Great metaphor, terrible paint job. The mirror-finish bluey-purple on the Maserati GranTurismo Zeda’s shapely nose bleeds to near black and anthracite and silver before finally there appears to be no paint at all, just the scratchiness of bare metal. The unkind might liken it to watching a nasty bruise healing in stop-motion, but the GranTurismo Zeda – zeda meaning Z in the Modenese dialect – parked symbolically at the end of the Viale Ciro Menotti production line in Modena is a one-off to mark the end of the model’s epic 12-year run, and there’s something of the struggle of a space shuttle scorching back into Earth’s orbit to that paint, a transition between two worlds that’s not entirely painless.
Viewed in the context in which Maserati finds itself today, I can see what they’re driving at: the GranTurismo almost bridges the chasm between the simpler times of its launch in 2007 to an all-new era that will banish diesel, leave behind today’s Ferrari-made engines, embrace full electrification, and introduce more SUVs, hands-off Level 3 autonomy and – best ’til last – a new sportscar built on a new platform that we’re assured will pop petrol in its cylinders, even if electrification is inevitable.

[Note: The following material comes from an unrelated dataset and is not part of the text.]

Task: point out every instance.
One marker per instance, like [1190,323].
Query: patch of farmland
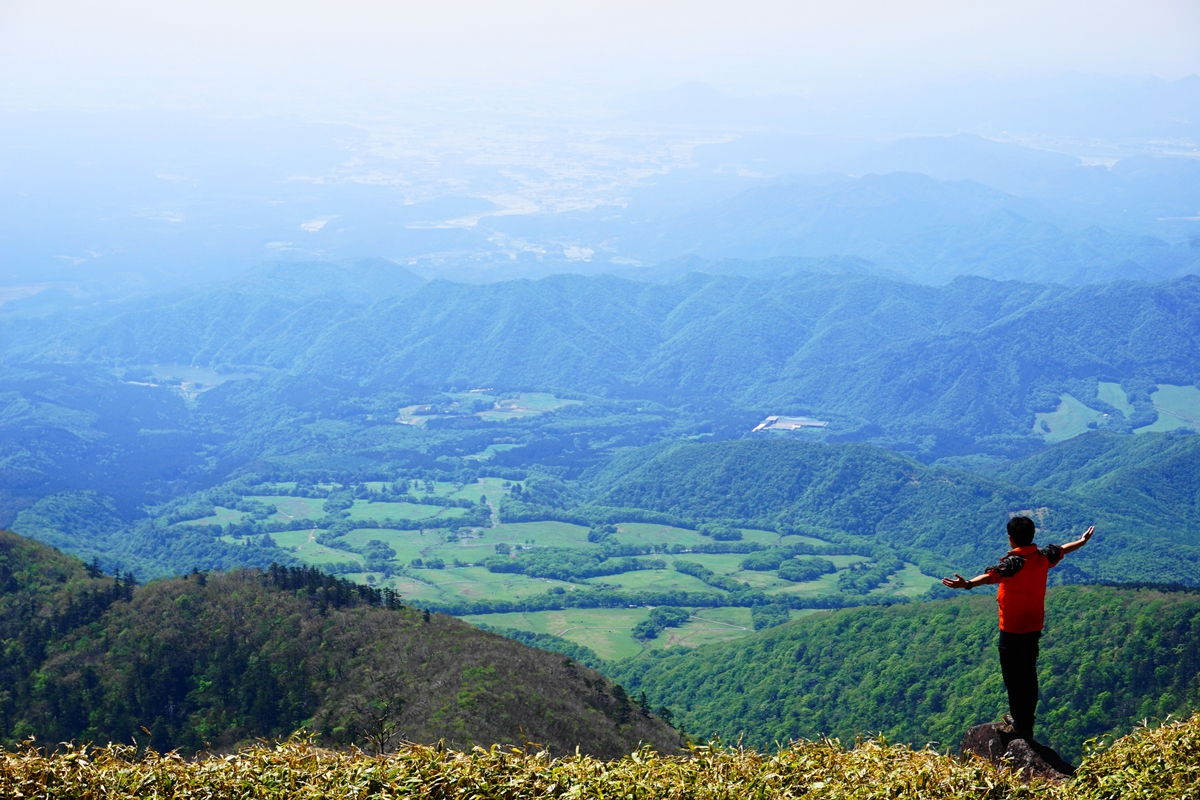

That sportscar will be the long-awaited Alfieri, albeit significantly evolved from the concept first teased during Maserati’s centenary in 2014. So the Zeda’s rump is unfinished, much work still to be done, the results of which the GranTurismo won’t live to see. Apt.
We’ve come to Modena to learn more about the future, but it seems appropriate to start our journey where Maserati itself began life – not in Modena, but 40km east in Bologna, on Via de Pepoli; the trident and the blue and red on the badge reference the statue of Neptune in Piazza Maggiore and Bologna’s colours respectively.

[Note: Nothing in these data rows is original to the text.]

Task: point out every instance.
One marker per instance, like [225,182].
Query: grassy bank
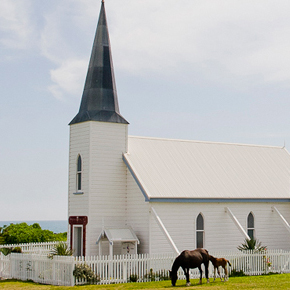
[281,281]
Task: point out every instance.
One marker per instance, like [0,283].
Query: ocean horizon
[56,226]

We hop in a Levante Trofeo SUV – currently Maserati’s most powerful model, with 434kW from its Ferrari-derived 3.8-litre twin-turbo V8 – and strike out from Modena to Bologna.
The Trofeo initially feels an easy-going companion, with a compliant ride, comfortable seats, generous space and mid weighted steering. Accelerate casually off a slip road and there’s an effortlessness and silkiness to both the eight-speed automatic and the V8 – here with a smoother cross-plane crank, not Ferrari’s fizzier flat-plane version. With all-wheel drive and lofty visibility, it’s a relaxing, reassuring drive during an early-afternoon downpour. But mash throttle to carpet and the Trofeo freefalls through gear ratios and fires explosively forwards, viciously even. It’s so startlingly rapid and responsive that I switch to manual mode to soothe its anger.
Through the depressing sprawl of Bologna’s busy, unremarkable periphery, flattened during World War Two by Allied aerial bombing, we thread into the old town with its faded pastel yellows and reds, shuttered windows and pretty archways and porticoes. Via de Pepoli is a hard left off Via Castiglione, and the narrow old cobbled street triggers the 1.9-metre-wide Levante’s parking sensors as we swing in.
You would barely get a Levante out of a garage here, let alone knock one together inside one, but it’s on this quiet street that Alfieri, Ettore and Ernesto Maserati founded Societa’ Anonima Officine Alfieri Maserati in 1914. It was initially a car-repair business, then after the first world war the brothers focused on motorsport. Their first car, the Diatto-based Maserati Tipo 26, won the 1926 Targa Florio.
The Maserati family sold up to Italian industrialist Adolpho Orsi in 1937. He moved Maserati to Modena, before ownership switched to Citroen in 1968. The turbulence of the de Tomaso years followed from 1975, and when Alejandro de Tomaso sold the business to Fiat in 1993 he insisted his collection of Maseratis be part of the deal.